Avevamo programmato la registrazione "live" di Giuseppe Verdi. C'era
tutto pronto. Un vero peccato.
30
A.PSICOLOGO
(uno psicologo vero. Nel suo studio)
Giuseppe mi spiegò che non
sapeva davvero di avere un omonimo così famoso. Ed indicò quel motivo
per giustificare il suo insuccesso. Cercai di convincerlo che era lui il
vero Giuseppe Verdi. Lo incoraggiai perchè il suo "IO" si affermasse su
tutte le paure. Ma il problema fondamentale era la sua prostata.
31
II°Session man (Rhino da
byker)
(barbuto vestito di pelle, su Harley-Davidson)
Chi Giuseppe? Era
fantastico. Quando provò quella “robetta” incominciò a gridare che
avrebbe fatto all'amore con tutti quanti gli fossero capitati sotto
tiro. E lo fece.
32
Prete
(un attore vestito da prete, con voce emozionata)
Giuseppe era cattolico
senza saperlo. Quando mi fece sentire il suo “pezzo”… provai qualcosa
proprio che mi saliva fino all'anima, incredibile.
33
Enzo Gentile
(nel parco)
Un giorno per caso ripassai là, intendo vicino alla panchina. Vi era una
donna con un pacchetto in mano. Era la moglie di Giuseppe.
34
ADA (moglie di Giuseppe)
(è ora di una certa età. Un viso scavato ma buono.
Attendevo lì da almeno cinque mesi, tutti i giorni. Se non facevo quello
Giuseppe diventava violento con me ed i cani.

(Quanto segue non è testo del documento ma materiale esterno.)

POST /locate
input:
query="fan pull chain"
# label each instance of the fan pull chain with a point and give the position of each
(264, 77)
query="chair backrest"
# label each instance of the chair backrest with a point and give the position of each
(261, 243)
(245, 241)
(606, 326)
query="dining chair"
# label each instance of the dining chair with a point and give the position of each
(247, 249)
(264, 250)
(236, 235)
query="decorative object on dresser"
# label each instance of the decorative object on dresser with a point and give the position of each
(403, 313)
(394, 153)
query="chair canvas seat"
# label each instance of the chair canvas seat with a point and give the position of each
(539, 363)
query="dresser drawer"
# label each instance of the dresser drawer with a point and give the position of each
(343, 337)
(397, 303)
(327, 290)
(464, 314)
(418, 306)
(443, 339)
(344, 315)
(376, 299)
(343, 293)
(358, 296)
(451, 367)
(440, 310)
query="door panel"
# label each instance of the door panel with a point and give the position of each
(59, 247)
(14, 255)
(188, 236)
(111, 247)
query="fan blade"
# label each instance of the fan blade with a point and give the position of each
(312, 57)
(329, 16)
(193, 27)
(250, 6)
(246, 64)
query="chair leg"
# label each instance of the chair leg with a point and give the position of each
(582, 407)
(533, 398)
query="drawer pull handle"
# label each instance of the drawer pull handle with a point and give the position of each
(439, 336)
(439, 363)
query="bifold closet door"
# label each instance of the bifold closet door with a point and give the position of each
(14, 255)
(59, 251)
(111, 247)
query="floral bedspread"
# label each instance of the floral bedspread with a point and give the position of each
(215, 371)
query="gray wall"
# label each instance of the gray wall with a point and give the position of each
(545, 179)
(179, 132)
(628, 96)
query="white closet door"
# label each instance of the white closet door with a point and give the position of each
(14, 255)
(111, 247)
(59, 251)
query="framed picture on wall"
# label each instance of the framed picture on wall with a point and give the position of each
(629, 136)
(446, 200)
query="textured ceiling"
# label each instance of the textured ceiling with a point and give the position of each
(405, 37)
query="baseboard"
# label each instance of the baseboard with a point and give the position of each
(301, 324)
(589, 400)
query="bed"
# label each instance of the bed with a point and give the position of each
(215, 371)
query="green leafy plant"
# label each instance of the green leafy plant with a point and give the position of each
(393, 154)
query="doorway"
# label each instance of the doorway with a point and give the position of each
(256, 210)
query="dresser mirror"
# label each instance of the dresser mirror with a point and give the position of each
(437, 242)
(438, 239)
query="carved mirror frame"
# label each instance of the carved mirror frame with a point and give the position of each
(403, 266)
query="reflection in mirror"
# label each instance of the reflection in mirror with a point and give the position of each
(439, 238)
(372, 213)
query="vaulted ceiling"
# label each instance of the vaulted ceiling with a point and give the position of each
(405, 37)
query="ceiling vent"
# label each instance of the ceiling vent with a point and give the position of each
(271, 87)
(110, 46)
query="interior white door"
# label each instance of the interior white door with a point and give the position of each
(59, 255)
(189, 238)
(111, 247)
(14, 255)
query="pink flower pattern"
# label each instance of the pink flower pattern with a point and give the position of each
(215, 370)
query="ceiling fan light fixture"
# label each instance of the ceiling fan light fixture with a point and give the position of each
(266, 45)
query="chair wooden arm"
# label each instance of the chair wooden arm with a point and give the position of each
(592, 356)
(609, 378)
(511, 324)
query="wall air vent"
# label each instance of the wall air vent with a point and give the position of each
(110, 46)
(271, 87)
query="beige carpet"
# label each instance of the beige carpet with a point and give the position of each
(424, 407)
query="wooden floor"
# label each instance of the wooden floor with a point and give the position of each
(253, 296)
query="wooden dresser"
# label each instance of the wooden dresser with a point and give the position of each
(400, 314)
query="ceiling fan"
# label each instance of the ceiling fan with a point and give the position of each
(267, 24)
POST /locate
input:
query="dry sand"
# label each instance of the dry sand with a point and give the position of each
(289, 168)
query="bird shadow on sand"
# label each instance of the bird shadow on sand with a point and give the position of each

Fu un piacere parlare con Gentile e gli consegnai tutti i filmati di
Giuseppe. Che aveva girato lui, intendo dire. Enzo insisteva per vedere
Giuseppe. Ma Giuseppe si vergognava. Così insieme inventammo quell'idea.
35
Enzo
(nella vasca da bagno immerso nei cd)
Sì fu un'idea che venne a
me e ad Ada. Gli dicemmo che non era mai esistito nessun altro Giuseppe
Verdi, che lui era l'unico Verdi sulla faccia della terra. E ceh il
mondo intero lo attendeva e che era considerato una leggenda vivente.
36
Ada
Giuseppe era commosso. Ma
era profondamente diffidente. Iniziò a leggere tutti gli elenchi
telefonici che gli capitavano a tiro. Trovò una famiglia Verdi a Villa
S.Agata in provincia di Parma. In quel momento ebbi paura che avesse
scoperto il nostro inganno. Tuttavia era euforico e pensava che era
finalmente giunto il momento di presentarsi in pubblico. Era la
timidezza a bloccarlo e proprio per la sua timidezza iniziò il suo
periodo di "trasformismo".
37
Gentile
(In accappatoio mentre si phona i capelli)
Pretese di iniziare la sua
tournèe da Villa S.Agata, quasi un rito di purificazione. Questo è il
documento visivo che ho girato in quella evenienza.
38
filmato di G.Verdi che si
reca a villa S.Agata e i parenti di Verdi escono dal cancello invitando
la troupe a terminare questa “pagliacciata”.
39
PSICOLOGO
(nel suo
studio)
Il
rifiuto della famiglia Verdi provocò in Giuseppe un profondo trauma. Era
come si vedesse rifiutato dalla sua stessa famiglia. Si trattava di
voler affermare il suo "io pensante" e di ritrovarsi davanti ad un "io
immanente" che non era lui. Da qui si fece più saldo il suo
trasformismo.
40
(Si vede
Verdi, vestito da Conte di Montecristo che esce da un tombino)
v.f.c. di Enzo
Gentile
Esistono
registrazioni di Giuseppe Montecristo. Era un vero HOBO che preferiva il
blues.
41
ADA
Fui veramente preuccupata quando
Giuseppe affrontò nuovamente il suo disturbo di personalità. Nostra
figlia soprattutto bruciò tutti i film di Walt Disney.
41
(sulle ultime parole di Ada si vede g.Verdi
vestito da Sirenetta con una voce di bambina che canta una canzone da
tratta dai film di Disney)
42
ART
Lougoff
Fu Bob Dylan a dirmi "Ehi Art tu ti stai
perdendo il fenomeno del secolo" Io alzai gli occhi e dissi "Ehi Bob i
tempi sono cambiati"
43
Gentile
(apre una porta
e gli volano addosso molti cd)
In
effetti i tempi erano cambiati. Hip-Hop, Trance, Grind Core, Exotica.
Tempi duri per Verdi. Mi ricordo che riunì una sera pochi intimi nella
sua cantina e suonò tutta notte. poi sparì definitivamente e Dio solo sa
dove si trova.
44
Francesco Paladino
(la telecamera
da un paesaggio si volta su sé stessa e riprende il regista
Mi
telefonarono quella sera. Dissero "Francesco non puoi mancare, porta la
videocamera. Io la portai.
45
Immagini
di un concerto di Verdi pieno di fumo in una affollata cantina
condominiale)
46
Ada
Mio marito dov'è? Non lo so.
Probabilmente su di un'isola. guarda il cielo ed il mare. Mangia
aragoste e fa l'amore tutto il giorno. sei stato grande Giuseppe. Si,
sono felice Io lo aspetterò sempre su questa panchina dove ci siamo
incontrati e dove mi ha violentata. Ti amo Giuseppe.